The PC market keeps dropping, new research shows

May 10, 2016 08:43 GMT  ·  By

The PC market seems to be suffering a decline that nobody can stop, not even Apple, despite the fact that the company has remained the leader of this business in Q1 2016.

But while Apple actually maintained its leading position in the charts, the company suffered a drop as well, analyst firm Canalys revealed, adding that Cupertino suffered a drop of no less than 17 percent versus the same quarter of 2015.

PC shipments totaled 101 million units in the first quarter of this year, a drop of 13 percent versus the same period of 2015 and thus declining to what the analyst firm calls “the lowest point since Q2 2011.”

Nothing seems to be able to stop the decline of the PC market and Canalys says that Lenovo, the runner-up in the charts, shipped 25,000 units less than Apple, with a significant drop recorded too. China was one of the markets where Lenovo recorded dropping sales, the research shows.

2-in-1s still doing well

It’s worth mentioning that Canalys counts as PCs desktops, notebooks, 2-in-1s, and tablets, and this is one of the reasons why Apple continues to lead this market.

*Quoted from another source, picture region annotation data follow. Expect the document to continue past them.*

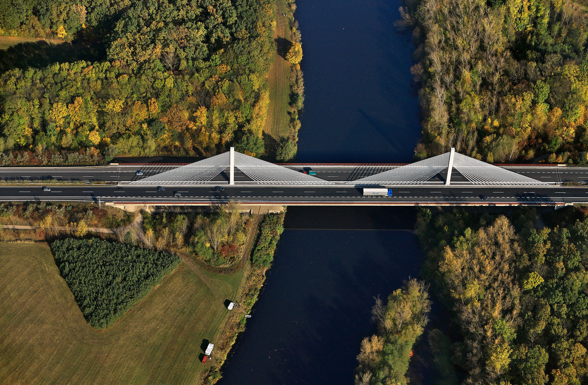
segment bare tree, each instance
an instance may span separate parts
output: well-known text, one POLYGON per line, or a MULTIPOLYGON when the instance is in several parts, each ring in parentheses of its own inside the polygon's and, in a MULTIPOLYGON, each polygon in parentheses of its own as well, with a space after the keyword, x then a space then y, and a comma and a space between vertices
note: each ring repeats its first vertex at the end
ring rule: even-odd
POLYGON ((161 54, 159 61, 161 62, 164 67, 170 71, 173 71, 175 69, 179 63, 179 59, 178 58, 178 54, 176 53, 175 49, 172 46, 169 46, 166 48, 163 53, 161 54))
POLYGON ((226 234, 225 224, 220 219, 216 219, 206 228, 206 237, 211 242, 211 246, 216 251, 220 239, 226 234))

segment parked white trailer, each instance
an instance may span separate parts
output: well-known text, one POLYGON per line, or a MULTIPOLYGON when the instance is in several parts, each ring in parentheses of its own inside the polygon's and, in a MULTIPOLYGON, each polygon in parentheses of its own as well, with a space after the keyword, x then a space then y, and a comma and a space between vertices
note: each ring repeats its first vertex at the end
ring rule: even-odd
POLYGON ((384 187, 364 187, 364 195, 383 195, 385 197, 392 196, 392 189, 385 188, 384 187))

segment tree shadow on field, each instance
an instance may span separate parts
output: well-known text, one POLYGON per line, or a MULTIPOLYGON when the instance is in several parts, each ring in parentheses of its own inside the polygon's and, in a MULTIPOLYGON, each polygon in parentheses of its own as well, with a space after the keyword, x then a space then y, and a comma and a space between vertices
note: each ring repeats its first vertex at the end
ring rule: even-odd
POLYGON ((273 136, 267 133, 263 133, 263 145, 266 156, 268 159, 276 158, 276 149, 278 147, 278 141, 273 136))
POLYGON ((44 40, 20 43, 0 50, 0 73, 15 68, 42 68, 56 62, 93 62, 106 56, 103 43, 76 42, 51 43, 44 40))
POLYGON ((286 54, 288 53, 288 50, 292 46, 292 42, 288 39, 283 38, 276 38, 274 39, 276 42, 276 52, 284 59, 286 59, 286 54))

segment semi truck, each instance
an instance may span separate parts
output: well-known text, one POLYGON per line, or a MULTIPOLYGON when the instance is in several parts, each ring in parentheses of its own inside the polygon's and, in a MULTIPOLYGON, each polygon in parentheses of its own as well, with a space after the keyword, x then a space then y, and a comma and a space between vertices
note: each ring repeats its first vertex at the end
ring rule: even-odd
POLYGON ((382 195, 385 197, 393 197, 392 188, 384 187, 364 187, 364 195, 382 195))

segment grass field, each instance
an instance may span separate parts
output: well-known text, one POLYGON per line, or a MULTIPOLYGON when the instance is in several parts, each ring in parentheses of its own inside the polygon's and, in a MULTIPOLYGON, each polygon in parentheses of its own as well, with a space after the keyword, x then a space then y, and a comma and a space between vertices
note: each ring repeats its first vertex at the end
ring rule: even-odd
MULTIPOLYGON (((0 243, 0 384, 193 384, 243 270, 182 263, 111 328, 94 330, 45 244, 0 243)), ((220 352, 217 352, 217 354, 220 352)))
POLYGON ((34 43, 41 40, 45 40, 54 44, 59 44, 63 42, 59 40, 51 40, 51 39, 44 39, 38 38, 14 38, 12 36, 0 36, 0 49, 6 49, 13 45, 16 45, 21 43, 34 43))
MULTIPOLYGON (((276 16, 276 30, 274 39, 278 45, 278 51, 283 49, 286 43, 285 39, 290 41, 289 14, 285 0, 278 0, 278 14, 276 16), (289 16, 282 16, 285 13, 289 16)), ((280 55, 275 55, 273 63, 269 70, 268 82, 269 85, 269 104, 268 106, 268 119, 265 121, 263 131, 271 135, 276 140, 280 137, 288 136, 289 133, 288 123, 288 103, 290 100, 290 63, 280 55)))

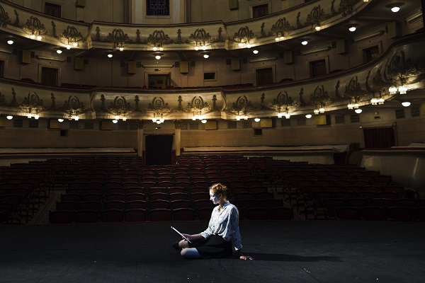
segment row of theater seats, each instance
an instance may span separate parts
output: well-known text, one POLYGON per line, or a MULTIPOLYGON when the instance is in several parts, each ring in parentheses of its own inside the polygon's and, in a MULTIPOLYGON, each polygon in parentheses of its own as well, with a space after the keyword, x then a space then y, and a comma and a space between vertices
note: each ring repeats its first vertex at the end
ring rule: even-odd
POLYGON ((55 185, 52 166, 17 163, 0 167, 0 224, 28 223, 55 185))
POLYGON ((339 220, 425 221, 425 207, 341 207, 334 214, 339 220))
POLYGON ((386 198, 325 198, 319 202, 314 203, 314 218, 323 216, 325 219, 335 218, 336 208, 341 207, 379 207, 382 209, 389 207, 404 207, 408 209, 416 209, 425 207, 425 202, 421 200, 413 199, 386 199, 386 198))
MULTIPOLYGON (((96 222, 142 222, 142 221, 207 221, 212 208, 171 209, 107 209, 95 210, 56 210, 49 213, 51 224, 96 223, 96 222)), ((290 208, 253 207, 244 210, 245 220, 291 220, 293 211, 290 208)))

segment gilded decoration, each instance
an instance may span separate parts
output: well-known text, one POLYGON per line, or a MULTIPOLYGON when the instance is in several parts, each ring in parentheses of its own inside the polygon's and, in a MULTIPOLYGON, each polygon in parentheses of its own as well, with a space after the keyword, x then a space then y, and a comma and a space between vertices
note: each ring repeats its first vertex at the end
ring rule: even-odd
POLYGON ((28 96, 23 98, 23 101, 18 107, 23 108, 24 112, 28 112, 28 113, 30 113, 32 110, 38 112, 45 108, 42 99, 40 99, 35 92, 33 93, 29 93, 28 96))
POLYGON ((79 113, 85 111, 83 103, 80 102, 76 96, 69 96, 68 100, 64 102, 62 108, 64 111, 68 112, 69 115, 77 115, 79 113))
POLYGON ((230 112, 236 114, 246 113, 249 111, 255 111, 258 109, 252 105, 245 96, 239 96, 232 105, 230 112))
POLYGON ((132 112, 132 108, 123 96, 115 96, 108 108, 108 111, 113 115, 120 115, 132 112))
POLYGON ((289 108, 299 105, 300 103, 294 101, 291 96, 289 96, 287 91, 280 91, 278 93, 276 98, 273 100, 271 108, 276 109, 278 112, 288 112, 289 108))
POLYGON ((324 105, 327 103, 331 101, 331 97, 327 91, 324 90, 324 86, 317 86, 313 93, 310 94, 310 105, 324 105))
POLYGON ((154 99, 152 99, 152 103, 149 103, 147 105, 145 112, 164 113, 166 112, 173 112, 173 110, 170 109, 168 103, 166 103, 162 97, 154 97, 154 99))
POLYGON ((185 109, 185 112, 190 112, 193 113, 205 113, 210 112, 210 106, 208 105, 208 103, 204 102, 202 97, 195 96, 192 98, 191 102, 188 103, 188 105, 185 109))
POLYGON ((47 33, 44 24, 41 23, 37 17, 32 16, 27 20, 23 28, 29 31, 31 35, 41 36, 47 33))
POLYGON ((412 59, 407 59, 404 52, 400 51, 392 56, 385 71, 385 80, 392 83, 397 81, 404 83, 407 78, 419 75, 424 71, 424 69, 417 67, 412 59))
POLYGON ((154 47, 162 47, 170 43, 170 37, 162 30, 156 30, 147 37, 147 43, 154 47))
POLYGON ((348 16, 353 13, 354 6, 360 0, 341 0, 339 12, 344 17, 348 16))
POLYGON ((320 25, 320 22, 330 18, 324 13, 323 9, 320 8, 320 5, 316 6, 312 9, 310 14, 307 16, 307 24, 314 28, 314 25, 320 25))
POLYGON ((234 33, 233 40, 237 42, 249 44, 249 40, 255 38, 255 35, 247 26, 242 27, 237 33, 234 33))
POLYGON ((355 76, 346 86, 344 94, 348 98, 355 98, 366 96, 368 93, 361 88, 357 76, 355 76))
POLYGON ((285 17, 280 18, 272 25, 271 35, 276 35, 278 37, 284 37, 286 33, 293 30, 295 28, 290 25, 290 23, 286 21, 285 17))
POLYGON ((64 30, 64 32, 61 36, 62 38, 64 38, 68 41, 68 44, 83 41, 83 35, 81 35, 81 33, 78 31, 75 27, 72 25, 68 25, 67 29, 64 30))
POLYGON ((189 36, 189 41, 191 42, 195 42, 196 46, 198 46, 198 45, 205 46, 207 44, 210 43, 210 40, 211 36, 210 36, 210 34, 203 28, 198 28, 189 36))
POLYGON ((108 42, 113 43, 114 49, 120 50, 120 48, 123 48, 123 45, 124 43, 128 43, 129 37, 127 33, 124 33, 124 31, 120 28, 114 28, 112 30, 112 33, 108 35, 106 40, 108 42))

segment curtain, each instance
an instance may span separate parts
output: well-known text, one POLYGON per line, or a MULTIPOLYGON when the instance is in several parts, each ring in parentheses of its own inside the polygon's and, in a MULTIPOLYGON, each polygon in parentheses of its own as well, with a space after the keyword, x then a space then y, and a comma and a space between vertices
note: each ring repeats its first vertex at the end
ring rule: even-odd
POLYGON ((389 148, 395 146, 392 127, 363 128, 366 148, 389 148))

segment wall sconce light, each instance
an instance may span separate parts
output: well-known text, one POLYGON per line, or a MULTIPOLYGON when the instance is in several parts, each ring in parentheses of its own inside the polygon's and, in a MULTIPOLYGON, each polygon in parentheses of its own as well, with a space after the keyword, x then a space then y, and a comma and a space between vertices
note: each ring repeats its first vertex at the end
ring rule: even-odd
POLYGON ((406 94, 407 93, 407 87, 404 84, 399 86, 398 88, 396 86, 392 86, 388 88, 388 91, 390 91, 390 94, 395 94, 397 91, 400 93, 400 94, 406 94))
POLYGON ((404 5, 404 4, 402 2, 396 2, 386 5, 385 7, 389 8, 392 12, 397 13, 400 11, 400 7, 403 5, 404 5))
MULTIPOLYGON (((159 115, 159 113, 158 113, 159 115)), ((162 114, 161 114, 160 118, 157 118, 157 114, 154 113, 154 117, 152 118, 152 122, 157 124, 161 124, 165 122, 165 119, 162 117, 162 114)))
POLYGON ((276 37, 275 38, 275 40, 276 42, 279 42, 279 41, 282 41, 285 39, 285 33, 278 33, 276 35, 276 37))
POLYGON ((404 85, 399 86, 399 91, 400 94, 406 94, 407 93, 407 88, 404 85))
POLYGON ((164 56, 164 53, 154 53, 153 55, 157 60, 159 60, 164 56))
POLYGON ((360 25, 357 24, 357 23, 353 23, 352 25, 347 25, 347 27, 348 28, 348 30, 350 30, 351 33, 353 33, 356 31, 356 30, 357 30, 357 28, 360 25))

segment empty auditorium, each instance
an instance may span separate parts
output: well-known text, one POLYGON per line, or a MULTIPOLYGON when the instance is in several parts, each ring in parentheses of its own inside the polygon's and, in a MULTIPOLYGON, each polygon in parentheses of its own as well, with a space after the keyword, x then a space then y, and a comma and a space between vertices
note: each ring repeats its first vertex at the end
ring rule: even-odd
POLYGON ((0 0, 0 282, 424 282, 424 8, 0 0))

The iPad is still selling well, and Canalys says that 2-in-1 devices were of particular interest during the quarter, as they recorded an increase of 13 percent.

This was pretty much the only category that actually improved its figures, while tablets are at the opposite pole with a drop of 15 percent.

“The global PC market had a bad start to 2016 and it is difficult to see any bright spots for vendors in the coming quarters. The tablet boom has faded in the distance and the market is fully mature. Global shipments declines are expected to continue unless vendors bring transformational innovation to the market,” Tim Coulling, Canalys senior analyst, said.

Microsoft and Apple are the only two companies that are still performing well these days, pretty much because of 2-in-1 devices such as Surface and the iPad Pro. But Canalys notes that these models are still expensive and record rather slow sales in developing markets, so continued decline is expected to be recorded until other companies step in with more affordable alternatives.